En noviembre de 1993 fui a Mérida, en la península de Yucatán, una zona extraordinariamente rica en sitios arqueológicos mayas y mayatoltecas de primer orden. Estaba empezando a documentar un libro en varios volúmenes sobre la influencia del


arte precolombino en el arte latinoamericano de los siglos XIX y XX. El colombo mexicano Rómulo Rozo era uno de los artistas a estudiar.

El mismo día que llegué a Mérida contacté a Leticia Rozo, la hija del escultor. Ella dirigía un centro cultural. Cuando le manifesté mi intención de conocer el museo de su padre, me contó compungida que por desgracia la edificación había sufrido un incendio hacía un par de meses y estaba cerrada. “¿Se quemaron las obras?”, le pregunté. “No, ninguna”, replicó. “¿Puedo ver la Bachué?”, me adelanté a sugerir. “No, no”, replicó extrañada, hizo una pausa y agregó: “Mi padre nunca la tuvo”.

Como yo, Leticia conocía la versión grande de la Bachué a través de fotografías y no tenía la menor idea de su paradero. Retorné a Colombia al año siguiente, me reintegré a mis clases en la Universidad Nacional y concluí El arte colombiano de los años 20 y 30.

Retomé el hilo donde lo había abandonado. Llamé a Leticia Rozo a Mérida y ella me sugirió contactar a su hermano Rómulo, residente en Cuernavaca, responsable de acopiar y preservar todo lo que se ha escrito sobre el escultor. Rómulo me dijo que la obra estaba en Cartagena y que el propietario se llamaba Ricardo Moreno. Días después Eduardo Hernández, curador del Museo de Arte Moderno de Cartagena, me comunicó que Ricardo Moreno vivía en Barranquilla. El trabajo de detective emprendido años antes me llevó a encontrar la Bachué de Rómulo Rozo a diez cuadras de mi propia casa.

 ‘Bachué’ y sus propietarios

En 1997, 72 años después de haber sido concebida por un Rozo de 26 años, el público colombiano pudo ver por primera vez la Bachué. Su  propietario inicial fue un antioqueño residenciado en París, de nombre Guillermo Moreno Olano. La adquirió en el taller de Rozo apenas éste terminó de esculpirla en 1925. La Bachué llegó a Barranquilla en 1959 y ha permanecido instalada en la sala de un apartamento a media cuadra del Hotel El Prado.
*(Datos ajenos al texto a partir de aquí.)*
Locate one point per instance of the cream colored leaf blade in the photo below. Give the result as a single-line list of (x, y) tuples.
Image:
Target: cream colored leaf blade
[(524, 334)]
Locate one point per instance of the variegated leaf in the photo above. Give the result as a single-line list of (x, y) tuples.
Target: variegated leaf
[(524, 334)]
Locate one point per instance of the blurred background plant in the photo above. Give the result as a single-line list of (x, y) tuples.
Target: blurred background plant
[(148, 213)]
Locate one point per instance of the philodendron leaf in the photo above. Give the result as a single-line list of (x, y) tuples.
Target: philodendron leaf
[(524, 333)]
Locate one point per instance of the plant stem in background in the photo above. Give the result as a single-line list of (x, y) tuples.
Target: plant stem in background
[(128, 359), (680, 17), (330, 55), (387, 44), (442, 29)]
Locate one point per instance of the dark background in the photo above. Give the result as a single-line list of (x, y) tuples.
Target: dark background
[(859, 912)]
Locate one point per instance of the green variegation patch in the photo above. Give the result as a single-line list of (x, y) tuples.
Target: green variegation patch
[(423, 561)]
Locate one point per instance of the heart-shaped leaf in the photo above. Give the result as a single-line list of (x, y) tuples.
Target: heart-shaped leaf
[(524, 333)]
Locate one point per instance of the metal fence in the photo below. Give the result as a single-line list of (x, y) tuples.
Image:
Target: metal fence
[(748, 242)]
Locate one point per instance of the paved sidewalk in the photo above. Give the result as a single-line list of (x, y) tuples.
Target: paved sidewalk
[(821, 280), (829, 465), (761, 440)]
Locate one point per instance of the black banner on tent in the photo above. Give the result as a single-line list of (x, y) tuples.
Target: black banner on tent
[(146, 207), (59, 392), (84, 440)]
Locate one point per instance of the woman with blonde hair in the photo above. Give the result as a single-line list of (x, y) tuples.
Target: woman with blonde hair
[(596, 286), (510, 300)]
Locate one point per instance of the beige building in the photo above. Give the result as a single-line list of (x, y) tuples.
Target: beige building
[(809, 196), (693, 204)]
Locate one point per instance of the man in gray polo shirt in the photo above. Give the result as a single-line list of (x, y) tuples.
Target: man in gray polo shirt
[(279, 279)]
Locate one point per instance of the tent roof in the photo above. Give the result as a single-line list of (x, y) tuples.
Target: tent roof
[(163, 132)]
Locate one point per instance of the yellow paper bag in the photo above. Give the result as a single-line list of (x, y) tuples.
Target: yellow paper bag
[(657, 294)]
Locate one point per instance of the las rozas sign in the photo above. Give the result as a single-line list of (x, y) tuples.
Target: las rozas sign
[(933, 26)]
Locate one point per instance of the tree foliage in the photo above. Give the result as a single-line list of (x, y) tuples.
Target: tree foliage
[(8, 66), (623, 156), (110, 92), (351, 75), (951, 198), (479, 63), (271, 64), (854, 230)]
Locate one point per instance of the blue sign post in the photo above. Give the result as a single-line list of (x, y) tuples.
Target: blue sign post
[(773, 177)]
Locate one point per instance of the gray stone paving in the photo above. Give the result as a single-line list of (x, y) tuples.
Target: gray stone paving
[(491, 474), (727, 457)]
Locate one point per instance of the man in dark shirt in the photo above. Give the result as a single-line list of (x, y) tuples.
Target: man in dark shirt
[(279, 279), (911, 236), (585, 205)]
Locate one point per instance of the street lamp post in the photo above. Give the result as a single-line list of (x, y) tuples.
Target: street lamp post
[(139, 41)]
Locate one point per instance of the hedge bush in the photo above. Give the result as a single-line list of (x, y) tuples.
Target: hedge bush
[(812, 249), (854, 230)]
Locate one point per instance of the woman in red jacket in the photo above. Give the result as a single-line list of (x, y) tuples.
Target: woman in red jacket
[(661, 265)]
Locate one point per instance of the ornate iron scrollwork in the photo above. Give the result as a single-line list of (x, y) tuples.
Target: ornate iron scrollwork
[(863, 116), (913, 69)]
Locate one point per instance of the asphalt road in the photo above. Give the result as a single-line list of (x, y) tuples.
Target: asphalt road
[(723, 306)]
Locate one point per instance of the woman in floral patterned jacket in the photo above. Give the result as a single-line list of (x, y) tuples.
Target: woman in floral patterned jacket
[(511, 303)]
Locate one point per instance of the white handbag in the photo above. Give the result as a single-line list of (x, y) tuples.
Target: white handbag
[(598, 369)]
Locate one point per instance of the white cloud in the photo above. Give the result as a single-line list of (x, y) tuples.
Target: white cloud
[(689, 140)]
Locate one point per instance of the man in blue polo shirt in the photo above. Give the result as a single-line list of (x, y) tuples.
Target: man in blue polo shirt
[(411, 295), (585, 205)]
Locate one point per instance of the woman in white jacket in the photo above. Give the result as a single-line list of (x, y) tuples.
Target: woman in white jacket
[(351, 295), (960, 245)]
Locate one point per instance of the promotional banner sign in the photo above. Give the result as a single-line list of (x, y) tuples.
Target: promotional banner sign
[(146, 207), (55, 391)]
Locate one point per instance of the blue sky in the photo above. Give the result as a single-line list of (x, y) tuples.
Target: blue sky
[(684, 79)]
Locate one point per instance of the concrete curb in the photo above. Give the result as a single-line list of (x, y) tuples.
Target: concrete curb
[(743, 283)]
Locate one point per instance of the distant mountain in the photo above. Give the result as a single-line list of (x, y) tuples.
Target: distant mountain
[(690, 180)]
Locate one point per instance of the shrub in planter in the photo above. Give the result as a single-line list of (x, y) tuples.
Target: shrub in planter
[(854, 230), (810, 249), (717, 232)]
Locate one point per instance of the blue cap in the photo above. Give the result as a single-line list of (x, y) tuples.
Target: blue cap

Alejandro Obregón pintó dos series de cuadros con el mismo tema, Bachué y Misterio de Guatavita. En una de sus versiones  la diosa muisca no parece salir de una laguna del altiplano frío, sino de las cálidas aguas del mar Caribe.

En definitiva, la Bachué que se vio en la feria de Sevilla de 1929 ya tenía dueño. Prestada por Moreno Olano para el pabellón de Colombia, la obra se rompió en dos por la cintura durante el viaje de retorno a París. Fue restaurada en el Museo del Louvre por escogencia de Rozo y ha permanecido desde siempre en manos de una misma familia.

Si se convirtió en el símbolo de una generación, no es difícil concluir que estamos ante una de las obras determinantes del arte nacional. No lo asevero a partir de una valoración subjetiva. Es significativo el impacto que la Bachué ha tenido desde el momento en que El Espectador publicó la gráfica del fotógrafo de Rodin. El impacto ha sido mitigado por el paso de los años en un país de memoria caprichosa, pero no ha quedado borrado.

* Instituto de Investigaciones Estéticas, Universidad Nacional.